Pertanyaannya, apakah kita mau berubah? Atau kita ganti pertanyaannya, apakah kita siap berubah? Atau bahkan kita ganti lagi pertanyaannya menjadi, apakah kita siap dengan perubahan?
Ketika kita sudah mau berubah, berubah menjadi lebih baik, menjadi lebih manusiawi, kita harus siap dengan konsekuensi dengan perubahan yang kita inginkan. Kita harus menyesuaikan diri dengan semua perubahan, karena kita tidak bisa membuat perubahan menyesuaikan dengan diri kita. Atau mungkin ada orang yang sanggup membuat perubahan menyesuaikan dengan keadaannya?

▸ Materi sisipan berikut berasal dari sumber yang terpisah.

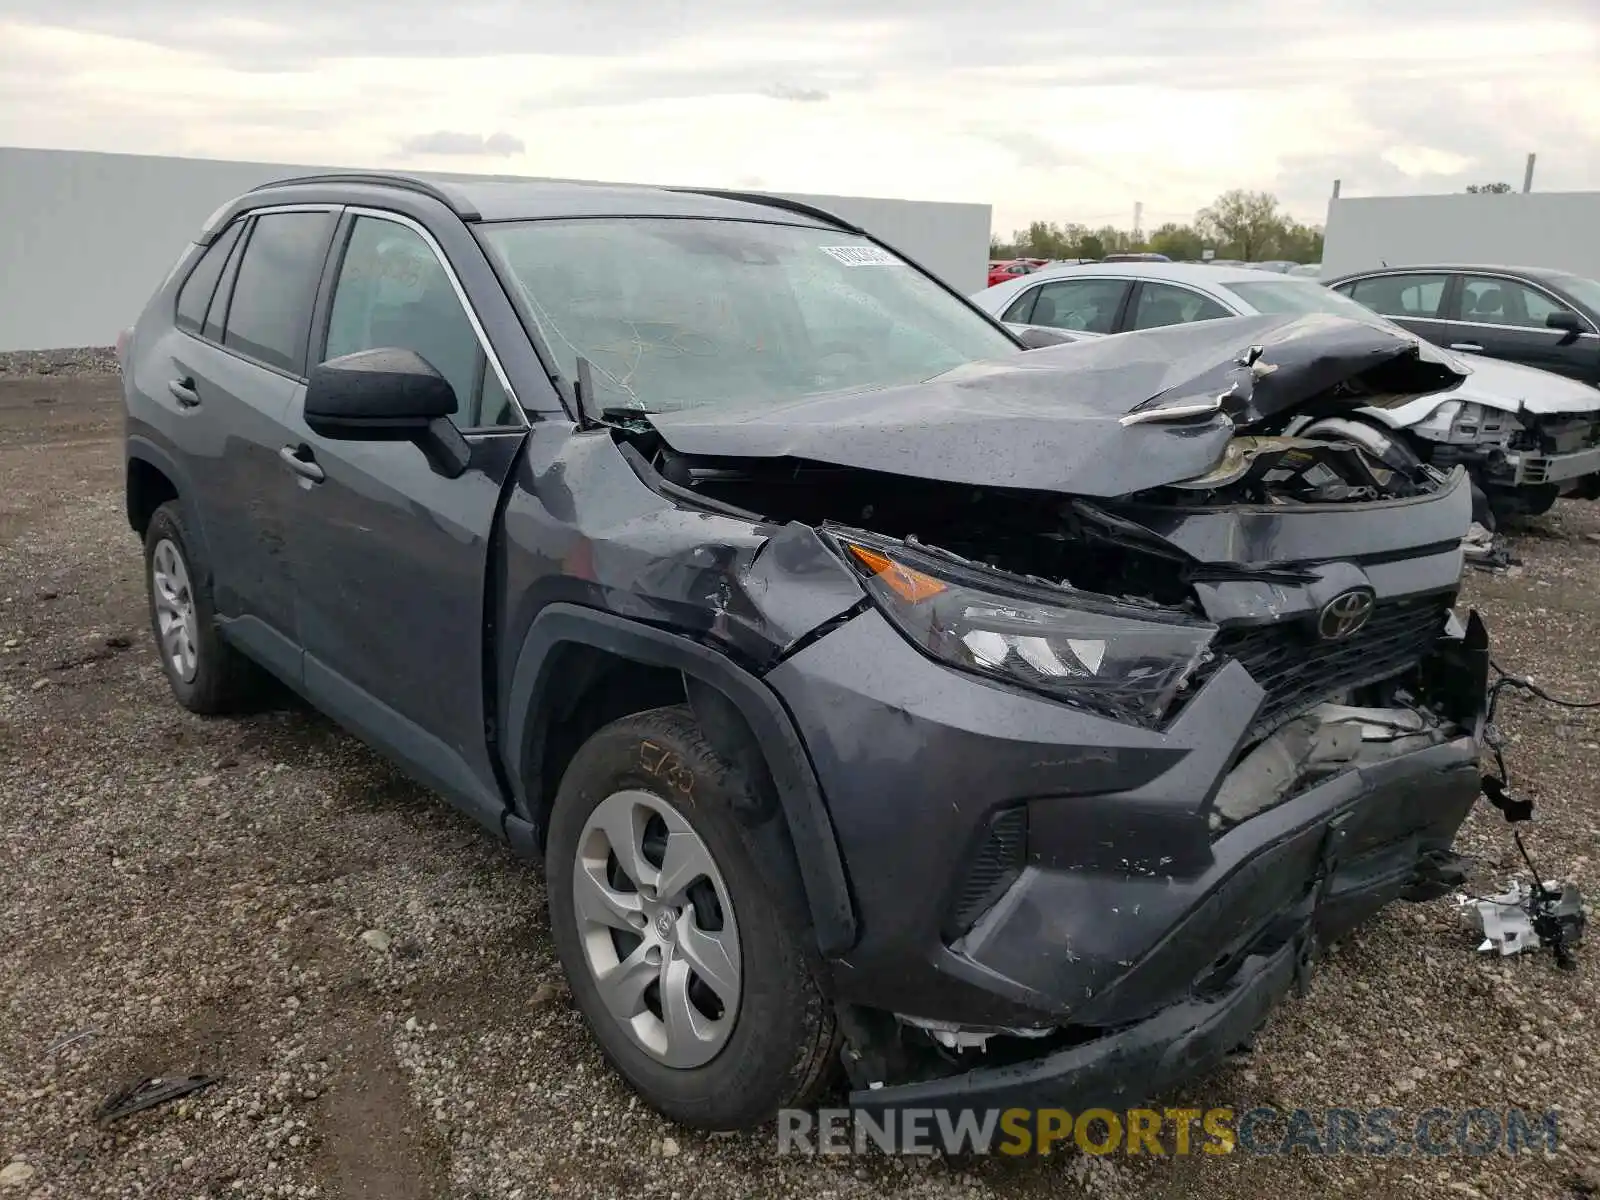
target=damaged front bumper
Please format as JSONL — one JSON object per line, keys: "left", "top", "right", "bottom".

Ketika kita mau berubah, siap untuk berubah, namun perubahan yang kita inginkan tidak sesuai yang diharapkan atau bahkan bertolak belakang dengan semua yang kita inginkan, sanggupkah kita bertahan? Mampukah kita menerima semua perubahan tersebut kemudian membalikkannya menjadi perubahan yang bermanfaat bagi kita? Diperlukan sebuah pribadi yang tangguh, pribadi yang siap dengan segala konsekuensi yang akan diterimanya dengan apa yang dia lakukan. Diperlukan pribadi yang matang, yang mampu mengubah kesedihan menjadi senyum bahagia, yang mampu menjadikan kekesalan menjadi kelapangan yang luas, yang mampu membuat keterbatasan menajadi anugrah yang takterbatas.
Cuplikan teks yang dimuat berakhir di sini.